I went to hear a classical pianist last week – my first live classical music in many, many years. 

The concert reminded me that music, like words, can create meaning that goes far beyond what the writer intended.

I grew up in a home where classical music played every day, but my parents also encouraged me to find my own musical passions, which didn’t include much classical. 

Still, when I hear classical today, I can identify the melody and composer at least half the time. 

I was evidently paying attention back then, but there is more to it. My recall of the music has much to do with the images I formed of the composers: snippets of who they were as people and the times in which they lived; together with scraps of information from the single music theory class I took as a teen.

So I wasn’t surprised that I could appreciate the differences between Beethoven and Liszt and Mendelssohn. When the pianist began his final piece, Chopin’s Sonata No. 2 in B flat minor, Op. 35, I followed the first and second movements with the same familiarity I’d felt all evening. 

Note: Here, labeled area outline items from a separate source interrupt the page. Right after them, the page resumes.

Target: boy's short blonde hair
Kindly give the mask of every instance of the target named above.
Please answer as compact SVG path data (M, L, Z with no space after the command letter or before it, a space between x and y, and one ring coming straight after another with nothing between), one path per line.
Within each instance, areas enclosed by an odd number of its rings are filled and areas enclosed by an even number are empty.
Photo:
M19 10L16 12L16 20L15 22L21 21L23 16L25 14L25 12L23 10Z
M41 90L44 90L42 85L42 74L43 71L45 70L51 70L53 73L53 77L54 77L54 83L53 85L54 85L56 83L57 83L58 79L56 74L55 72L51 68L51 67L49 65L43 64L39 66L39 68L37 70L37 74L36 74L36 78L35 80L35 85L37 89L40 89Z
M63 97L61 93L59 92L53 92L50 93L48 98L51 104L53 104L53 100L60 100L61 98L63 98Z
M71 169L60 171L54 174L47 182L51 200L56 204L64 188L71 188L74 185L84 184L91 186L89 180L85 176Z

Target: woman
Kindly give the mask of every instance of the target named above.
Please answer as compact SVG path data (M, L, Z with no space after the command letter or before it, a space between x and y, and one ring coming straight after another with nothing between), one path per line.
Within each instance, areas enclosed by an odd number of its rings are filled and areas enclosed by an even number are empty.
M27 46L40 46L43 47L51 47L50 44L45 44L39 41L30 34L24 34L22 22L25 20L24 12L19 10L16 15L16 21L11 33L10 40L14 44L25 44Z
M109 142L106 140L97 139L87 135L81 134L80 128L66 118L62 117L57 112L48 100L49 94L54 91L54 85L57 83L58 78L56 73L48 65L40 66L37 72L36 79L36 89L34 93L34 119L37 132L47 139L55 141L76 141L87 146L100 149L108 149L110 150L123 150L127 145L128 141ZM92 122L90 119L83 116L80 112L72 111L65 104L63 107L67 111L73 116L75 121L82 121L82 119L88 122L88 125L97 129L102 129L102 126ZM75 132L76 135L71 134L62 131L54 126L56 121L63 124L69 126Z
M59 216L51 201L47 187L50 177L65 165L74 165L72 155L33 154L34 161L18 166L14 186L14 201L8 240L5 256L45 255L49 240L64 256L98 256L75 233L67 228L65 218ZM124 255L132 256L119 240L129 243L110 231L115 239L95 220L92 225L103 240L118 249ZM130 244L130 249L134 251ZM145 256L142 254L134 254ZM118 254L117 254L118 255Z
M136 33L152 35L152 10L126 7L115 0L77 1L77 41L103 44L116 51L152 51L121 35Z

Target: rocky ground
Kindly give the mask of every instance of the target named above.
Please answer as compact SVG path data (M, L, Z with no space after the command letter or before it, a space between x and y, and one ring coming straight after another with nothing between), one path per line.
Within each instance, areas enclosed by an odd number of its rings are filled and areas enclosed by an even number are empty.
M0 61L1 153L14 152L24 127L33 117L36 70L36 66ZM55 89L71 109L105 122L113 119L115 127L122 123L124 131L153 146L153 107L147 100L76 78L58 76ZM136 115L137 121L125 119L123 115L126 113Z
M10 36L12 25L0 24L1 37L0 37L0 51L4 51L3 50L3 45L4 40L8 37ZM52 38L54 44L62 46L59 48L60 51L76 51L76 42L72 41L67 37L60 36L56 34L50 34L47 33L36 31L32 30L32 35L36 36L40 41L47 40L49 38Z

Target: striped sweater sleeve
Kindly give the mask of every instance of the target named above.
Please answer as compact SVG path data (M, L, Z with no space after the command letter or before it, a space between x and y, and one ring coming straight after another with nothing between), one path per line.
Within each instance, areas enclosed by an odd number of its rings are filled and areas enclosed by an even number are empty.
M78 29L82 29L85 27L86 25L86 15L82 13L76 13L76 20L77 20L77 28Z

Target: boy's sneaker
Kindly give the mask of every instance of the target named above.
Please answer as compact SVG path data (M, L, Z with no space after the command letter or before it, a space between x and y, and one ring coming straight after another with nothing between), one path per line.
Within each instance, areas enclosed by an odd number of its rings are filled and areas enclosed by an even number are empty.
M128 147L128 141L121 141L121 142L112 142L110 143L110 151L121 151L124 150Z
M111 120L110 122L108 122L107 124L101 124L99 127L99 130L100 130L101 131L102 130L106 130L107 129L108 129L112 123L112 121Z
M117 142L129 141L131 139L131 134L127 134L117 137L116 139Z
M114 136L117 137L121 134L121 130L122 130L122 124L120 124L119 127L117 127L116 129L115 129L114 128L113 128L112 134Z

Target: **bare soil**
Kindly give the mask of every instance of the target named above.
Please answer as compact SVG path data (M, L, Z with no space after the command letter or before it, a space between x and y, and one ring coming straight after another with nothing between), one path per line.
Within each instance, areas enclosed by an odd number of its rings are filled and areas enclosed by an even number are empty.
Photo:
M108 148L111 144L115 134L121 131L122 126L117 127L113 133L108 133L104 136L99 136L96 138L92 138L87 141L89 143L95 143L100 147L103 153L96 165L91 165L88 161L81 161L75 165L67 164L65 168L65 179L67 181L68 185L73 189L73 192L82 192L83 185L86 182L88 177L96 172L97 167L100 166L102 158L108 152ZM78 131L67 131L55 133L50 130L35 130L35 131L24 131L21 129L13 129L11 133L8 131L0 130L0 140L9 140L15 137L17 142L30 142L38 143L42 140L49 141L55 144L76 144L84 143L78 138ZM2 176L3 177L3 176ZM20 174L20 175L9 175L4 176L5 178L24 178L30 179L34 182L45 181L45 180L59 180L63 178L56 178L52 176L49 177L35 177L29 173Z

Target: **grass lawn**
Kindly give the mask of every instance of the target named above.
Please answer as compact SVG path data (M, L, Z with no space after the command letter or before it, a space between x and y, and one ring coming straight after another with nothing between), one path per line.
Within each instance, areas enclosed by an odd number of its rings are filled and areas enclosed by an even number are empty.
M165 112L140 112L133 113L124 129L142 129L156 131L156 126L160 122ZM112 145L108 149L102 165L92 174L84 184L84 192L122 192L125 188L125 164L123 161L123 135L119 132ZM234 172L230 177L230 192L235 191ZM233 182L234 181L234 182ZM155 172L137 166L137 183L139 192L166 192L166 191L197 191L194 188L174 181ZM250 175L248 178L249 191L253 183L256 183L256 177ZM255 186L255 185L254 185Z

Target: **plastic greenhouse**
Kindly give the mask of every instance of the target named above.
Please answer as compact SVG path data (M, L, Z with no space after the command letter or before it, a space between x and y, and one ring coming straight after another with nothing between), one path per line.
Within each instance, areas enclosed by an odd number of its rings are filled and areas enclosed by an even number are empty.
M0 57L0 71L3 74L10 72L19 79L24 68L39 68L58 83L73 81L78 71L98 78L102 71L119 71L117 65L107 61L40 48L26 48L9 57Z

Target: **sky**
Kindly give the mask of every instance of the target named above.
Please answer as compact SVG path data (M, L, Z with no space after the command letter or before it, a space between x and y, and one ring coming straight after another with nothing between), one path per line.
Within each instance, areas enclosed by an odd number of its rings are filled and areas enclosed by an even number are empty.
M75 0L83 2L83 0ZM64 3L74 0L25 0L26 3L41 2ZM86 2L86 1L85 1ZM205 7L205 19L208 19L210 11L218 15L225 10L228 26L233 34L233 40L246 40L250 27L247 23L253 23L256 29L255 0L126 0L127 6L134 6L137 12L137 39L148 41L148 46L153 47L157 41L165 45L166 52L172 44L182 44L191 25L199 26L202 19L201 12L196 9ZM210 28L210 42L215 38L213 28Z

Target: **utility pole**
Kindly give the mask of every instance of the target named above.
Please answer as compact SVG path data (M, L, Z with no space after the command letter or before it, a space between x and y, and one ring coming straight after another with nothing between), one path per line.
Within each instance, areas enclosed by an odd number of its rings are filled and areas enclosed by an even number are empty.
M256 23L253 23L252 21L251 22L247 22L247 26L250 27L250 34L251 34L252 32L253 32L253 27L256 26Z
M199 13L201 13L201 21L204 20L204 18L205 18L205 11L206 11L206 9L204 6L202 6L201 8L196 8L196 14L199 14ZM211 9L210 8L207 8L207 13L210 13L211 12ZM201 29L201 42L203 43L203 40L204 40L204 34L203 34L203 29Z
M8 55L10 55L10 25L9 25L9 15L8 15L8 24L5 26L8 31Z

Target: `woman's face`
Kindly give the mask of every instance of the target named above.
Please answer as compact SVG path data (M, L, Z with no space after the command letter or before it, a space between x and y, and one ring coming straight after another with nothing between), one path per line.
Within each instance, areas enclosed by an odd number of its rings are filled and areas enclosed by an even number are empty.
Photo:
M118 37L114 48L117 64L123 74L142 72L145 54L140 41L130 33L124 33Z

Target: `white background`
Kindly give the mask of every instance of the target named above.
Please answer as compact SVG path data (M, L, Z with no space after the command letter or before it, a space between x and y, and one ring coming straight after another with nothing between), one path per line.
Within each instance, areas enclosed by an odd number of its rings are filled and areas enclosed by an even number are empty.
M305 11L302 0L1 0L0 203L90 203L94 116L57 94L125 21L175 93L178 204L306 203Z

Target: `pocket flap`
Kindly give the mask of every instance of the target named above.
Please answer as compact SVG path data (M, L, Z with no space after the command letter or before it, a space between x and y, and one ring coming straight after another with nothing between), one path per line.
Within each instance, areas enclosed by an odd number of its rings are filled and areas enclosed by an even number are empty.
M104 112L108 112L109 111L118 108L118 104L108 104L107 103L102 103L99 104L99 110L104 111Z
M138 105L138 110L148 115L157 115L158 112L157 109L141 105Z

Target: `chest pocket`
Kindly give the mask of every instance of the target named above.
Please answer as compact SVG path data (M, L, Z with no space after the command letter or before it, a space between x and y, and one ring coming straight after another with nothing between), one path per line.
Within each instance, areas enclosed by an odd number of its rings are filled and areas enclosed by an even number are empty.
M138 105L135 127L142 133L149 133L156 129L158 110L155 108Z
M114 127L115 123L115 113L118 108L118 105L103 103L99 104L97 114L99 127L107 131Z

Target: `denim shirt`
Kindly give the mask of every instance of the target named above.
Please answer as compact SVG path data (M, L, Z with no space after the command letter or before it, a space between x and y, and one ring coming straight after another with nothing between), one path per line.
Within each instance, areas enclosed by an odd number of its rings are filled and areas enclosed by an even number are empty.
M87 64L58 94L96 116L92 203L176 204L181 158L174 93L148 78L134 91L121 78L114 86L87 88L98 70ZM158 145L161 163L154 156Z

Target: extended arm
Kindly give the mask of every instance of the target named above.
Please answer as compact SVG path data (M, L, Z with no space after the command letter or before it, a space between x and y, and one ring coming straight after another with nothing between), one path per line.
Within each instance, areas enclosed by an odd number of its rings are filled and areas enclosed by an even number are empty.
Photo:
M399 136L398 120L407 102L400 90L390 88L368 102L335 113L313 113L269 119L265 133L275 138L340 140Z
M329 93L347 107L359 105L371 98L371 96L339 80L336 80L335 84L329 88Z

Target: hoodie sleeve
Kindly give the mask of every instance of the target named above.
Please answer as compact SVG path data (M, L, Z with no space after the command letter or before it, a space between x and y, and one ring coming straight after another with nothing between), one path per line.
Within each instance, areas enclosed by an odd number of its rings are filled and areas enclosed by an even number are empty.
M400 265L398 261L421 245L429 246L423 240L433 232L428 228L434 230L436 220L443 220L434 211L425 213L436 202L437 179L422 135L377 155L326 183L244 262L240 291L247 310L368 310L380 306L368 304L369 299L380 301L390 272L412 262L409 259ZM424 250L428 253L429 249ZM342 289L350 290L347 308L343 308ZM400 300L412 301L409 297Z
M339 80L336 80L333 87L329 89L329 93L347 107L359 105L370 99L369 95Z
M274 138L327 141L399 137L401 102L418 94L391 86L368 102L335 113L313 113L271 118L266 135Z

But when he got to the third movement I was dumbstruck. He was no longer playing Chopin. He’d switched to The Doom Song – the tune they played when Bugs Bunny, Sylvester or another of the Looney Tunes characters was in BIG trouble!

It was probably just a second before I realized that the pianist had not abandoned Chopin; that he was indeed playing the famous Funeral March. But for that brief time, I’d forgotten that the melody was of classical origin.

Did I forget? While I was hearing The Doom Song, my image of the composer was crystal clear: a guy on the back lot of the Warner Brothers Studio, hunched over the piano with a cigarette dangling from his lips and a single bulb above his head. The producer had told him to write something to use when the end was (almost) certain. My composer worked hard to get it right.

The Funeral March says, “the end is here” as clear as any sentence ever written. But it also reminds us that, no matter how clear the message we can’t control what our listeners hear.

My momentary lapse was of zero consequence. Are there consequences if your audience brings a fundamental misconception to your message? What are you doing to make sure they get it right?